Mississippi discriminates against Black residents with appointed judges, Justice Department says
— Story by Thao Nguyen, USA TODAY
The U.S. Justice Department filed a complaint Wednesday saying a new Mississippi law discriminates against residents of the majority-Black Hinds County, which includes the capital city of Jackson, by mandating the appointment of prosecutors and special judges.
In a state where most judges are traditionally elected, the new law creates a separate court system in part of Jackson with prosecutors appointed by the Mississippi attorney general and a judge appointed by the Mississippi Supreme Court chief justice. It also authorizes the chief justice to appoint four new special circuit court judges to work alongside four other elected judges in Hinds County.
FILE - U.S. Assistant Attorney General Kristen Clarke of the Justice Department's Civil Rights Division speaks, June 1, 2023, in Jackson, Miss. On Wednesday, July 12, the Justice Department filed court papers challenging a Mississippi law that authorizes the appointment of some judges in Jackson and Hinds County, which are majority-Black. Most judges in Mississippi are elected, and Clarke said the appointment of judges discriminates against Black residents. (AP Photo/Rogelio V. Solis, File)
© Rogelio V. Solis, AP
Kristen Clarke, the department's assistant attorney general for civil rights, said in a statement that Mississippi lawmakers created "a crude scheme that singles out and discriminates against Black residents" in Jackson and Hinds County. Clarke claims the state violated the U.S. Constitution by "creating a new, two-tiered system of justice."
"This thinly-veiled state takeover is intended to strip power, voice, and resources away from Hinds County’s predominantly-Black electorate, singling out the majority Black Hinds County for adverse treatment imposed on no other voters in the State of Mississippi," Clarke said.
Federal challenge joins NAACP lawsuit
The Justice Department announced Wednesday it was seeking to join the NAACP's federal lawsuit that was filed against the state shortly after Republican Mississippi Gov. Tate Reeves signed the law in April.
NAACP President and CEO, Derrick Johnson, previously said the law, which also expands the reach of a state-run police department in Jackson, only adds on to "years of discriminatory disinvestment and neglect from the state government" in a city where the total Black population is over 79.5%. Hinds County has a total Black population of 70%, according to the Justice Department.
Voters have elected Black officials to most positions in the capital city and county — which are both majority-Black and governed by Democrats. In 2018, Hinds County voters elected four Black circuit court judges to its four elected circuit judge positions.

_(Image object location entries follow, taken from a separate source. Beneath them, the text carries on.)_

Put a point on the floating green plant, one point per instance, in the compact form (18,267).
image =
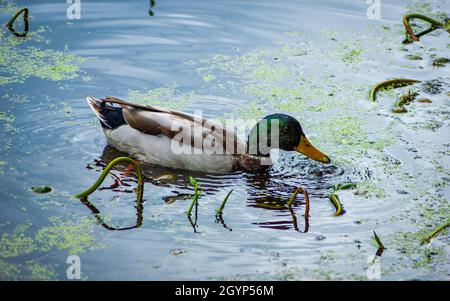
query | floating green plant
(435,232)
(389,84)
(222,206)
(380,245)
(197,193)
(19,60)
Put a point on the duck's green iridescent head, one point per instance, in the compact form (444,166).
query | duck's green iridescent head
(289,137)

Although the Justice Department's complaint challenges the appointment of prosecutors and judges, it does not challenge the police expansion. In its lawsuit, the NAACP said police expansion also violates the Constitution's guarantee of equal protection by treating Jackson differently than anywhere else in the state.
Critics have said the law takes away self-governance in Jackson and Hinds County. But members of the majority-white and Republican-controlled Legislature said they passed the law to improve safety in Jackson, which has seen a high murder rate in recent years.

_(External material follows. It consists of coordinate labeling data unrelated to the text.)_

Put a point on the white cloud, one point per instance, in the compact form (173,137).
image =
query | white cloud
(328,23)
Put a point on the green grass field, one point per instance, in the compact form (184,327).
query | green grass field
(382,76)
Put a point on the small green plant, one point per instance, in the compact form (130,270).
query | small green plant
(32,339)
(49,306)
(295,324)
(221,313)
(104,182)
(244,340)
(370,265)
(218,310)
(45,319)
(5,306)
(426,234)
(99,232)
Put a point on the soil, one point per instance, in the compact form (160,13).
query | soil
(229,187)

U.S. District Judge Henry Wingate has temporarily blocked the law from taking effect. Wingate would have to approve the Justice Department's request to intervene in the lawsuit.
Long history of discrimination in state capital
Johnson has criticized Mississippi officials for not addressing Jackson's long history of discrimination and inadequate investments, including a water crisis that began in August 2022 and triggered a debate over racial discrimination and infrastructure neglect.
"If elected officials in Mississippi want to help address the results of their negligence and improve the lives of Jackson residents, they should start with completing improvements to Jackson's water system, not undermining the constitutional rights of their citizens," Johnson said in April.
The Justice Department noted several other instances the Mississippi Legislature has "shortchanged" the city and county.
The department alleged the state Legislature failed to provide the county with the necessary resources, funding, and personnel. It also accused Reeves of repeatedly using his "line-item veto power to cut funding appropriations to Jackson institutions, while leaving appropriations for other cities almost entirely untouched."
And although Black voters in Jackson have had a long history of voting for Black candidates in elections, voting remains racially polarized across the state, according to the department. In recent decades, the department alleged white Mississippi officials have expressed a lack of trust in predominantly elected Black officials.
"State officials have made public statements criticizing local Black leadership ... attempting to erode the control of the Black government officials from the Jackson area," the department said in its complaint.